Je vous signalais tout à l'heure les progrès de l'esprit d'opposition, visibles dans les dernières élections, visibles dans les minorités mêmes. Croyez-vous que l'esprit d'hésitation n'ait pas fait des progrès semblables? Consultons-nous nous-mêmes, que chacun de nous descende en lui-même ; n'y a-t-il pas une grande incertitude répandue sur nos idées, sur nos résolutions, sur nos actions? Sommes-nous aussi décidés, agissons-nous avec autant de fermeté, autant de résolution, que nous l'avons fait à d'autres époques? Non, nous sommes nous-mêmes plus ou moins irrésolus, incertains, nous sommes presque tous atteints du mal dont nous nous plaignons.

« Regardez le Gouvernement, regardez ses relations avec les Chambres. Je ne veux pas entrer dans les questions personnelles ; je ne veux adresser à tel ou tel acte spécial aucun reproche; mais n'est-il pas évident qu'il y a peu d'union intime, peu d'action réciproque entre le Gouvernement et les Chambres?

Et en portant nos regards hors des Chambres, n'est-il pas évident que l'administration manque d'unité et d'énergie? qu'elle n'est pas plus efficace dans ses relations avec ses agents que dans ses relations avec cette Chambre ?

« Et le public, ne laisse-t-il pas percer quelque découragement, quelques doutes sur les mérites de nos institutions et sur leur avenir ? N'y a-t-il pas quelque affaiblissement moral de l'esprit public à côté de la mollesse politique du pouvoir ? »

M. Guizot finissait en déclarant que ce qu'on faisait depuis quelque temps éloignait la France des principes épurés de 1789 et de 1830, et il désirait pour la Chambre et le Gouvernement une marche plus ferme et une majorité décidée.

Après de nouveaux aperçus de M. Passy sur la crise parlementaire et une accusation d'isolement et de faiblesse, que le ministère ne pouvait accepter, le président du Conseil reparut à la tribune.

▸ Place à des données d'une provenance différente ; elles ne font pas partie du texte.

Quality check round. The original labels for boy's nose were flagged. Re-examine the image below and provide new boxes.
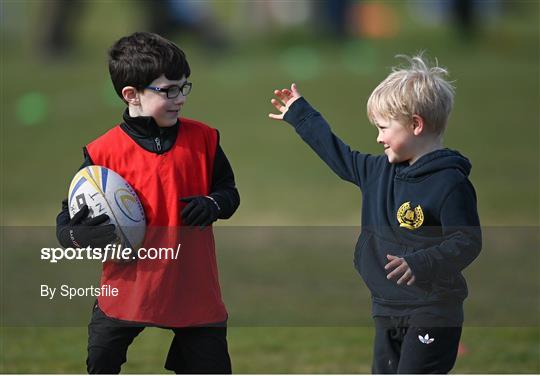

Dans son opinion, c'était à l'état révolutionnaire de la France depuis 50 ans et non au ministère qu'il fallait imputer les incertitudes et les anxiétés dont tous les esprits étaient affectés. Le scepticisme politique était le produit des temps que l'on avait traversés, et un changement de Cabinet n'y serait pas le remède.

Arrivé à cette dernière question si délicate, le président du Conseil disait :

Pour ma part, si je croyais qu'il y eût derrière moi des hommes qui, en prenant ma place, pussent faire le bien que je ne puis accomplir, Messieurs, je me retirerais, la tête haute et le cœur content, parce que je croirais me retirer avec honneur. Mais telle n'est pas ma pensée; ces hommes plus appropriés aux circonstances ou plus capables de faire le bien, je ne les vois pas. Je crois que nous suffisons à la tâche qui nous est échue. Cette confiance, Messieurs, c'est à vous de dire si elle est présomptueuse; c'est de vous que nous attendons un vote qui nous dise si nous nous trompons, enfin, si le pays veut de nous. »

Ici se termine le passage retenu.